Separately, the CFTC filed and and simultaneously settled charges against Vision Financial Markets for failing to diligently supervise by failing to aggregate a customer’s multiple accounts, failing to use the proper delta, and utilizing a faulty software program in calculating the customer’s net position. The CFTC requires Vision to pay a civil monetary penalty of $140,000 and to cease and desist from violating the CFTC’s Regulation 166.3. 

The CFTC found that in May 2012, Vision failed to diligently supervise its employees in the handling of a customer’s commodity interest accounts. Specifically, the CFTC found that Vision failed to aggregate a customer’s multiple trading accounts held at Vision when calculating that customer’s feeder cattle futures speculative positions traded on the CME and that Vision failed to use the proper delta in calculating this customer’s aggregate futures equivalent net positions. The order further finds that Vision relied on a faulty back-office software program, which incorrectly calculated aggregate futures equivalent net positions and which was used to identify potential speculative limit violations for all of its customer accounts. The software program was not corrected until six months after Vision discovered the software program’s calculation error, according to the CFTC. 

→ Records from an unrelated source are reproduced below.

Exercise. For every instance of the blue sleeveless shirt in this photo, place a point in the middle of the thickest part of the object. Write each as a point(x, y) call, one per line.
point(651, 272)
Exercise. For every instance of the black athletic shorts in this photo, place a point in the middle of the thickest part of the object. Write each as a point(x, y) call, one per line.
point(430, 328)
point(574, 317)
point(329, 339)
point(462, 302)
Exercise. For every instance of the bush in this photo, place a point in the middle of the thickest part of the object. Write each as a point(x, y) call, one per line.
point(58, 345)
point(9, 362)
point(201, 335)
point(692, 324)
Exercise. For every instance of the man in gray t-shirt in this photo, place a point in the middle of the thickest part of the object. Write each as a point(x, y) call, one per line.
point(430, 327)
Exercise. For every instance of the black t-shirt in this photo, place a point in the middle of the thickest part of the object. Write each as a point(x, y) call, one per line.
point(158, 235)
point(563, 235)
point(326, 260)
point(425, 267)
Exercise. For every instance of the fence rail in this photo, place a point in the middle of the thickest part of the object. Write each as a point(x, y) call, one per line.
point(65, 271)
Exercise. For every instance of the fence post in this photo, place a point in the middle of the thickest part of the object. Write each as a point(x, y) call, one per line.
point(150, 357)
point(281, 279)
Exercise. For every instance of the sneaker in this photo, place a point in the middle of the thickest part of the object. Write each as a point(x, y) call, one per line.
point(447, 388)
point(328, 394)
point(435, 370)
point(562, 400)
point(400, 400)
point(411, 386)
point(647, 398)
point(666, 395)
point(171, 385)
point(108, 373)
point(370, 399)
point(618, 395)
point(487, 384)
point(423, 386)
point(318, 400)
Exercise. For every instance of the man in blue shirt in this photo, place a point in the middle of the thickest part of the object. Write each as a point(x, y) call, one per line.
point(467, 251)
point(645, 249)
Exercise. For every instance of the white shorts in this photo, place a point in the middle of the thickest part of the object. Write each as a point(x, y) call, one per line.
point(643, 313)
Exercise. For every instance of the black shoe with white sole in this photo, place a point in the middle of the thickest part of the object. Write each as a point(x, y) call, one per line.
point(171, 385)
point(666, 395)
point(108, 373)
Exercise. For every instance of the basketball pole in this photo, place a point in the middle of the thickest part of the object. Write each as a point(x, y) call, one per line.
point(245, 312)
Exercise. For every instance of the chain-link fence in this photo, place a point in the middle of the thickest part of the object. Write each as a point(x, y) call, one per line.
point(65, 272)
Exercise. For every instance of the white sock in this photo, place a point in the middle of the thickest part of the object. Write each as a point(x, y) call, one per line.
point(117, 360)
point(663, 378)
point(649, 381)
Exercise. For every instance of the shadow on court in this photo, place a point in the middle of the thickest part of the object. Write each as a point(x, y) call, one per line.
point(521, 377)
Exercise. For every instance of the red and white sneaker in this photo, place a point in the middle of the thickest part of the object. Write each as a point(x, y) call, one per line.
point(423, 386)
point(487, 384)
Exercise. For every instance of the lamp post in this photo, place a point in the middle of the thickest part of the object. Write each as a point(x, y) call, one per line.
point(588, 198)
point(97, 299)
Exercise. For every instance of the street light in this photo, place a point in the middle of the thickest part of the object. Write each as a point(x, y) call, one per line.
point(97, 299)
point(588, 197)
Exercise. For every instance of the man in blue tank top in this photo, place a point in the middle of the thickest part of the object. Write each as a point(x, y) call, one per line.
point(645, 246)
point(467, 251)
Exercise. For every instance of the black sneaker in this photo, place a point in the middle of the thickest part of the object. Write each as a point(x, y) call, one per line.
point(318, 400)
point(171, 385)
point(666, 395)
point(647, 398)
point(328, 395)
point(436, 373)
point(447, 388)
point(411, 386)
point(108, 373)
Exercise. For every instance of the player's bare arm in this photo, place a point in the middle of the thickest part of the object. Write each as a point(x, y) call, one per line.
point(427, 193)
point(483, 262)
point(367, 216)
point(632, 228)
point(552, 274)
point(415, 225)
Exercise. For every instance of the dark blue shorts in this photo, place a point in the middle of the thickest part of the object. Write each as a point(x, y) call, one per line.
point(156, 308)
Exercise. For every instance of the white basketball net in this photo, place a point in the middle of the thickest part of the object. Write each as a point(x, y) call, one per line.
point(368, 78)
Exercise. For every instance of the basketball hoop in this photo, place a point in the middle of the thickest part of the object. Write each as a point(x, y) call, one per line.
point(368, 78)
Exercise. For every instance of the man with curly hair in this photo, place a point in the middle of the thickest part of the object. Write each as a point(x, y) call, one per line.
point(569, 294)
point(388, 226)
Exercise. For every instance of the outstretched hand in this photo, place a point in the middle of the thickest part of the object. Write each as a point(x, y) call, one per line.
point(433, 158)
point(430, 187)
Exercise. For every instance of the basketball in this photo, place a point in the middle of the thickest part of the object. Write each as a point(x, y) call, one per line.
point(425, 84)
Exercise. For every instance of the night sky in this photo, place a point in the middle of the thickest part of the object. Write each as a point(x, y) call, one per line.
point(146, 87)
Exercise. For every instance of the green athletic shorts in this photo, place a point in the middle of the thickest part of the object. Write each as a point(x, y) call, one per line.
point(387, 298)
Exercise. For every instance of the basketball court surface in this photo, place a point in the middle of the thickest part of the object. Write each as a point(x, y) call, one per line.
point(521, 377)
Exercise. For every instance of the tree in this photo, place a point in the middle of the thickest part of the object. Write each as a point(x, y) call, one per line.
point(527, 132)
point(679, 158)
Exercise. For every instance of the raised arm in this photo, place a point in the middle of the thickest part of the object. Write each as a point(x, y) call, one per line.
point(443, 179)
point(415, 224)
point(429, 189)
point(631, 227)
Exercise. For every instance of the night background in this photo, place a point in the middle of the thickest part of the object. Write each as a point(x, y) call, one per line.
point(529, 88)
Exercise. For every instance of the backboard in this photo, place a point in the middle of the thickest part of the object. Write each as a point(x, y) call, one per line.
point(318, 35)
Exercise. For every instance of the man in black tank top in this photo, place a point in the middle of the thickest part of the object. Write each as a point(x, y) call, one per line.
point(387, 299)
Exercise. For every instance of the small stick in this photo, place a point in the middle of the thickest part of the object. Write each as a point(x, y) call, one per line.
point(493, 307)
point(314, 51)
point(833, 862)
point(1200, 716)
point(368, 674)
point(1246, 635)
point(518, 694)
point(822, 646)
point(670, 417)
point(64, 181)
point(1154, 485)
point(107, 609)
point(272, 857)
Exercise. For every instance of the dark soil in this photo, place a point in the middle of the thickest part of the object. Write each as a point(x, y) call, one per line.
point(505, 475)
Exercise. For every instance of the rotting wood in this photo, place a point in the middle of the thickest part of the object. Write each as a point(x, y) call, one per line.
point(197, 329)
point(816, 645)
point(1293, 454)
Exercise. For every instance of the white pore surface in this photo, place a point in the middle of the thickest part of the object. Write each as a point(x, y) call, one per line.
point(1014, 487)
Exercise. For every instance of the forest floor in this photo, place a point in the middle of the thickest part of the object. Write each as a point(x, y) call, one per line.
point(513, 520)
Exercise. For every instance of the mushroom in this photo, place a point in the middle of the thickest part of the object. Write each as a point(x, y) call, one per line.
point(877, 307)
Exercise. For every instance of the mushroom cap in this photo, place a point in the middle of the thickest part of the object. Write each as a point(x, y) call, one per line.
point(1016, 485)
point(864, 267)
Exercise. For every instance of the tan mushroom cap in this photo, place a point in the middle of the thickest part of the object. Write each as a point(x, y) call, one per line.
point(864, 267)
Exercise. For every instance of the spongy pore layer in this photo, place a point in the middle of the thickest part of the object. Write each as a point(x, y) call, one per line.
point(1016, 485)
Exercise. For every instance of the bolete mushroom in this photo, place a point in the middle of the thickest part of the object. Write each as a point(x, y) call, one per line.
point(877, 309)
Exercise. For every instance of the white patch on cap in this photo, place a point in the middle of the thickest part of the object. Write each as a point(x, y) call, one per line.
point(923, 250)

CFTC charges The Yorkshire Group and Scott Platto with engaging in illegal, off-exchange precious metals transactions 

The CFTC filed a civil injunctive enforcement action in the U.S. District Court for the Eastern District of New York against defendants The Yorkshire Group Inc. of Staten Island, N.Y, and its sole owner, Scott Platto, also of Staten Island.The CFTC complaint, filed on Sept. 25, 2013, charges the defendants with engaging in illegal, off-exchange financed transactions in precious metals with retail customers. The complaint further alleges that Platto, as the owner, operator, and controlling person of Yorkshire, is liable for Yorkshire’s violations of the Commodity Exchange Act (CEA).